The “old school” teaching was that if a person died unrepentant with a mortal sin on the soul, the person was hell-bound.  The taking of one’s own life is regarded as a mortal sin.  Therefore, such a person was denied a Catholic funeral and denied a burial in a Catholic cemetery.  In theory, Catholic teaching held that perhaps at the last split second (after the drinking of the poison or firing the gun or passing out from the gas) the person MIGHT have repented, but in practice this was regarded as unlikely in the extreme.

But there needs to be a qualification.  One of the key elements in defining “mortal sin” is free choice.  From ancient times (certainly in Biblical times, and through most of the Church’s history), pretty well ALL choices were regarded as freely made, traditionally described as “full consent of the will.”  In the early centuries of the Church, apostasy (denying the Faith) was regarded as a mortal sin and in fact unforgivable, even if the denial was made under torture.  The Church pretty quickly modified this hard-line approach, realizing that the essence of the mission of Jesus Christ was forgiveness.

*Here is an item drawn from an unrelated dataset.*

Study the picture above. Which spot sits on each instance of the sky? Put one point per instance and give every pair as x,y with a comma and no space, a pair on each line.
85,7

Where things began to get complicated (in a healthy way) was in the 20th century with the advent of psychological understandings of the human person.  The Church came to see that not all choices are fully free enough to constitute an action (even if serious in itself) as a “mortal” sin.  What are some of these conditions that compromise our free choice?

Many, many of the people who take their own lives are suffering from the torments of bi-polar disease or depression; some are psychotic and schizophrenic; some are driven to take their lives by attacks and ridicule in classrooms or PE shower stalls or lunchrooms or social media.  I have known people who are gay and who, through self-loathing thanks to their being ostracized or humiliated or persecuted, either have taken their lives or were seriously contemplating doing so—including a nephew of mine.

What should be done? 

       Rule #1–we do NOT judge the state of the person’s heart/mind/soul.  We entrust the person to God, the God of Mercy.  Can God heal what was broken in that person?  Of course, just as God can (and will need to) heal so much else in each one of us that is also broken, albeit in different ways.

        Rule #2–we pray for the person and are present (no words needed; just tears and hugs) to the person’s family.  They are ripped apart enough by guilt (“I should have seen the warning signs”; “If I’d been a better parent/brother/sister/friend…”).  They need strong loving support.

The bottom line:  meditate on Matthew 7:1, and thank God that Jesus Christ is the final and ultimate Judge, not us.